On 1 Jun 2016, at 11:23, Ben Campbell wrote:

> Ben Campbell has entered the following ballot position for
> draft-ietf-dime-e2e-sec-req-04: No Objection
>
> When responding, please keep the subject line intact and reply to all
> email addresses included in the To and CC lines. (Feel free to cut this
> introductory paragraph, however.)
>
>
> Please refer to https://www.ietf.org/iesg/statement/discuss-criteria.html
> for more information about IESG DISCUSS and COMMENT positions.
>
>
> The document, along with other ballot positions, can be found here:
> https://datatracker.ietf.org/doc/draft-ietf-dime-e2e-sec-req/
>
>
>
> ----------------------------------------------------------------------
> COMMENT:
> ----------------------------------------------------------------------
>
> Substantive:
>
> - I am concerned about the de-emphasis of privacy requirements. While
> there's a mention of confidentiality in Requirement 2, other text
> suggests that integrity is more important (implying privacy is less
> important). There are no privacy considerations. Finally, the  {AVP}k
> convention does not distinguish  hinders discussion about how the set of
> confidentiality-protected AVPs and integrity-protected AVPs might not be
> the same. [Note: I almost balloted DISCUSS over this point. I did not,
> because I don't want to force the working group to add requirements it
> doesn't believe in. But I'd like to see some discussion about this.]
>
> - The "middle to *" models may be useful, but they are not end-to-end.
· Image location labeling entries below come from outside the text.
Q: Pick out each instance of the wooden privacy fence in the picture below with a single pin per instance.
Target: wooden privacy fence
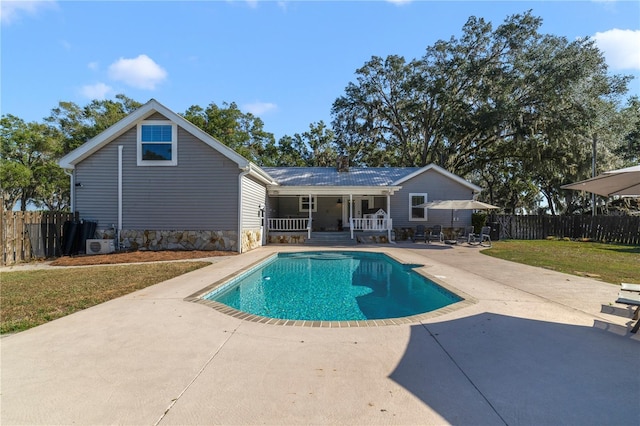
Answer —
(613, 229)
(31, 235)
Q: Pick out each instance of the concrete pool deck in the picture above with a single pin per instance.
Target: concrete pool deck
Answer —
(536, 348)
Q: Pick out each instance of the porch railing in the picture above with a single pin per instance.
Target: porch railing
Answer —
(370, 224)
(283, 224)
(358, 224)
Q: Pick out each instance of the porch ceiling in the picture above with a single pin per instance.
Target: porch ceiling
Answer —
(332, 190)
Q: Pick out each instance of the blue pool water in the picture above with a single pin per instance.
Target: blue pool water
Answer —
(332, 286)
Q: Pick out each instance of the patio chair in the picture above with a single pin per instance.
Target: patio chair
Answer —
(630, 295)
(435, 233)
(466, 236)
(420, 233)
(485, 237)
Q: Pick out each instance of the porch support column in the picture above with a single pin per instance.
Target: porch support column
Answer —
(351, 215)
(389, 221)
(310, 217)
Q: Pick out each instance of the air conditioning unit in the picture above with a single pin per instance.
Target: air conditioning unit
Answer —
(100, 246)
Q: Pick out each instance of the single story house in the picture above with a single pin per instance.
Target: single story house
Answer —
(157, 181)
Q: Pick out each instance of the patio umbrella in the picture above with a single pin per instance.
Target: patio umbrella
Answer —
(457, 205)
(615, 182)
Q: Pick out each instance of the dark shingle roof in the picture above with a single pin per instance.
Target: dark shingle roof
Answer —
(329, 176)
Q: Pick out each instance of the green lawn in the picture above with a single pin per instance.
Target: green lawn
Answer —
(612, 263)
(31, 298)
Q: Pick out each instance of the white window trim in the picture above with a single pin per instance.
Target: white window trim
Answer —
(174, 143)
(314, 203)
(426, 199)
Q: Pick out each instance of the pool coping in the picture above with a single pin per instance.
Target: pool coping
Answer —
(196, 297)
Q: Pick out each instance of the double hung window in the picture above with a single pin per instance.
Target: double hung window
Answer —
(157, 143)
(417, 213)
(305, 204)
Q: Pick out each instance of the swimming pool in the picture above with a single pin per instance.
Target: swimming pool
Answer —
(332, 286)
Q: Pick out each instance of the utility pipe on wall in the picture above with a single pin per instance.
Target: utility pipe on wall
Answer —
(72, 195)
(242, 174)
(120, 150)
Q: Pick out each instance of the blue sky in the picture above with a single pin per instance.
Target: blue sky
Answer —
(286, 61)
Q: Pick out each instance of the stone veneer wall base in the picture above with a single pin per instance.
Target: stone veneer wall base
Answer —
(180, 240)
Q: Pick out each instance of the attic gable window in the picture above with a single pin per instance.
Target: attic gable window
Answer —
(157, 143)
(417, 213)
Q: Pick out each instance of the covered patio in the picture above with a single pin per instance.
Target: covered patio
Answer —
(326, 209)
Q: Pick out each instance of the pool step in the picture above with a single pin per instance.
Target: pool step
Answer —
(330, 239)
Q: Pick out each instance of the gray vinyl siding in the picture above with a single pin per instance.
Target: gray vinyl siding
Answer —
(200, 193)
(437, 187)
(253, 194)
> Given the focus on those models, I find the title of the draft to border
> on disinformation. The description in the introduction about protecting
> AVPs between "non-neighbor" nodes is more accurate.
>
> - I find it odd to find 2119 keywords in the "motivation" sections. I
> suspect that most of those are statements of fact. If some are really
> requirements, they should be presented as such.
>
> - 4: The listed advantages of the middle-middle model (and also
> middle-to-end and end-to-middle) seem to assume that the number of
> "middles" is smaller than the number of "ends". While this may be true,
> especially for clienty ends, it should probably be explicitly stated.
>
> -- "firewalling Diameter proxy" needs a definition or reference.
>
> - Requirement 1: Does this need discussion on deprecating algorithms when
> vulnerabilities become known?
>
> - Requirement 2: Please elaborate on backwards-compatibiltiy with
> existing applications. Is this intended to motivate the models with
> "middles"?
>
> - Requirement 7: This (along with some text in the introduction) implies
> that non-repudiation is a requirement. If so, that should be listed and
> elaborated as a requirement.
>
> Editorial and Nits:
>
>
> - 1, first paragraph: "mechanisms independent of Diameter (e.g., IPsec)
>    is used."
>
> s/is/are
>
> - Requirement 3: The last sentence seems to ask the reader to draw a
> conclusion that wall-clock time can be used for anti-replay protection.
> If that's the intent, please say so explicitly.